Reliable Conditioning of Behavioral Cloning for Offline Reinforcement Learning
Tung Nguyen, Qinqing Zheng, Aditya Grover
TL;DR
This work analyzes the reliability challenges of return-conditioned behavioral cloning for offline reinforcement learning, showing that conditioning on out-of-distribution returns can cause instability due to suboptimal data and model choices. It introduces ConserWeightive Behavioral Cloning (CWBC), a simple framework with two components: trajectory weighting to bias training toward higher-return trajectories and conservative regularization to keep predictions aligned with in-distribution behavior under ood conditioning. When instantiated with Decision Transformer and Reinforcement Learning via Supervised Learning, CWBC yields significant improvements on D4RL locomotion benchmarks (e.g., substantial gains over baselines and competitive performance with value-based methods) and enhances robustness in other domains like Atari and Antmaze.
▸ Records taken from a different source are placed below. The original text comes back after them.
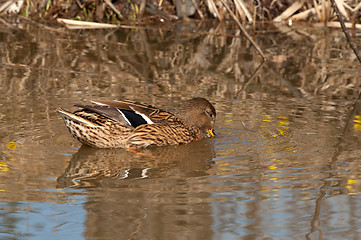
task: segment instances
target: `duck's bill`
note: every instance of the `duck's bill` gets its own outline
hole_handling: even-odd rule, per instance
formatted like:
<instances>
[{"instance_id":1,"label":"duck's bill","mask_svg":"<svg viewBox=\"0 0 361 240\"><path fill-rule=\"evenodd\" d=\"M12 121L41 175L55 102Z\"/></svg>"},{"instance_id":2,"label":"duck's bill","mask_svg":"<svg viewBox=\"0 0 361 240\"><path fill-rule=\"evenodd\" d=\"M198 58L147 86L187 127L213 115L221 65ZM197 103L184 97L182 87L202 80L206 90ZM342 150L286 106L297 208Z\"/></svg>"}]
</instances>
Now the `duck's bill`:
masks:
<instances>
[{"instance_id":1,"label":"duck's bill","mask_svg":"<svg viewBox=\"0 0 361 240\"><path fill-rule=\"evenodd\" d=\"M214 137L214 130L213 129L207 130L207 136L208 137Z\"/></svg>"}]
</instances>

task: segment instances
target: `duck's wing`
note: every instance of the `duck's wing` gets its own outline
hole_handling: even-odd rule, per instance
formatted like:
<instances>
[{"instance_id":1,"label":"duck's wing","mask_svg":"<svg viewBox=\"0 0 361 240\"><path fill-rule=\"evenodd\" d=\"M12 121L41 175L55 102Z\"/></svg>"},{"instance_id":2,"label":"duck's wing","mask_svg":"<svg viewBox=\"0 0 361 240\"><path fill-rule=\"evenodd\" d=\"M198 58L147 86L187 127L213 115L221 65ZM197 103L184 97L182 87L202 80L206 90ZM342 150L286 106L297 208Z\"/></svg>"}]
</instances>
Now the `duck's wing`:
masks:
<instances>
[{"instance_id":1,"label":"duck's wing","mask_svg":"<svg viewBox=\"0 0 361 240\"><path fill-rule=\"evenodd\" d=\"M169 121L174 115L151 105L133 101L91 101L93 106L75 105L134 128Z\"/></svg>"}]
</instances>

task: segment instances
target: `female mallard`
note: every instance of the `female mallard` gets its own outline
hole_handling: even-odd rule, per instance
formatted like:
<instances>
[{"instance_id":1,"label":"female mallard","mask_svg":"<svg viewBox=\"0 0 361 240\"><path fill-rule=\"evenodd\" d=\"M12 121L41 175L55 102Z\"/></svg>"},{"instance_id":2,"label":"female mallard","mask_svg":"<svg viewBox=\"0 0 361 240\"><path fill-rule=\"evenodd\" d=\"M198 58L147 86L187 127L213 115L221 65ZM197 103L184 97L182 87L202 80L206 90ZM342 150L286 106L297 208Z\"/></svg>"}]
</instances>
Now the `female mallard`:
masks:
<instances>
[{"instance_id":1,"label":"female mallard","mask_svg":"<svg viewBox=\"0 0 361 240\"><path fill-rule=\"evenodd\" d=\"M98 148L139 148L189 143L214 136L216 110L204 98L192 98L173 112L133 101L92 101L75 105L74 113L59 108L70 133Z\"/></svg>"}]
</instances>

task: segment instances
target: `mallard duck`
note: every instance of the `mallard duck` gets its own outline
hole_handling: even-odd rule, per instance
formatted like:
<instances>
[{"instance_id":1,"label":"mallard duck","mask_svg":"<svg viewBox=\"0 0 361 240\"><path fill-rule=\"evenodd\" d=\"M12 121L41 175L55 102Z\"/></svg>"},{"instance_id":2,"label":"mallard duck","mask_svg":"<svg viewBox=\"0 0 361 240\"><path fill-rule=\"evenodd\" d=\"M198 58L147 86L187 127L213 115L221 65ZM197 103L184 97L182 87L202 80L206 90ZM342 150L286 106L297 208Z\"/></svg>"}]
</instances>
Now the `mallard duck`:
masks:
<instances>
[{"instance_id":1,"label":"mallard duck","mask_svg":"<svg viewBox=\"0 0 361 240\"><path fill-rule=\"evenodd\" d=\"M57 109L70 133L97 148L141 148L197 141L214 136L216 110L204 98L164 111L133 101L91 101L71 113Z\"/></svg>"}]
</instances>

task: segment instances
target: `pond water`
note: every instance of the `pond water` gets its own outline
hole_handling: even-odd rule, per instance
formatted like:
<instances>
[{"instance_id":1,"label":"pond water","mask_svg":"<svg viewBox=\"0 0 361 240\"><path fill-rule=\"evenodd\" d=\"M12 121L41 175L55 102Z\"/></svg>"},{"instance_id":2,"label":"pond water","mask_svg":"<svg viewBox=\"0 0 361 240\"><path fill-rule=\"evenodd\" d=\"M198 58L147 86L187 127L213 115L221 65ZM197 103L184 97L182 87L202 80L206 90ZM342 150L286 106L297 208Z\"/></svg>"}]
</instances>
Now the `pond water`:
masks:
<instances>
[{"instance_id":1,"label":"pond water","mask_svg":"<svg viewBox=\"0 0 361 240\"><path fill-rule=\"evenodd\" d=\"M249 28L261 64L232 24L0 27L1 239L361 239L360 65L340 30ZM216 137L141 154L81 146L55 112L192 96Z\"/></svg>"}]
</instances>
Overall, CWBC provides a robust, tuning-free approach to improve the reliability of return-conditioned offline BC, bringing it closer to practical deployment while highlighting ongoing challenges in extrapolation beyond offline data.
Abstract
Behavioral cloning (BC) provides a straightforward solution to offline RL by mimicking offline trajectories via supervised learning. Recent advances (Chen et al., 2021; Janner et al., 2021; Emmons et al., 2021) have shown that by conditioning on desired future returns, BC can perform competitively to their value-based counterparts, while enjoying much more simplicity and training stability. While promising, we show that these methods can be unreliable, as their performance may degrade significantly when conditioned on high, out-of-distribution (ood) returns. This is crucial in practice, as we often expect the policy to perform better than the offline dataset by conditioning on an ood value. We show that this unreliability arises from both the suboptimality of training data and model architectures. We propose ConserWeightive Behavioral Cloning (CWBC), a simple and effective method for improving the reliability of conditional BC with two key components: trajectory weighting and conservative regularization. Trajectory weighting upweights the high-return trajectories to reduce the train-test gap for BC methods, while conservative regularizer encourages the policy to stay close to the data distribution for ood conditioning. We study CWBC in the context of RvS (Emmons et al., 2021) and Decision Transformers (Chen et al., 2021), and show that CWBC significantly boosts their performance on various benchmarks.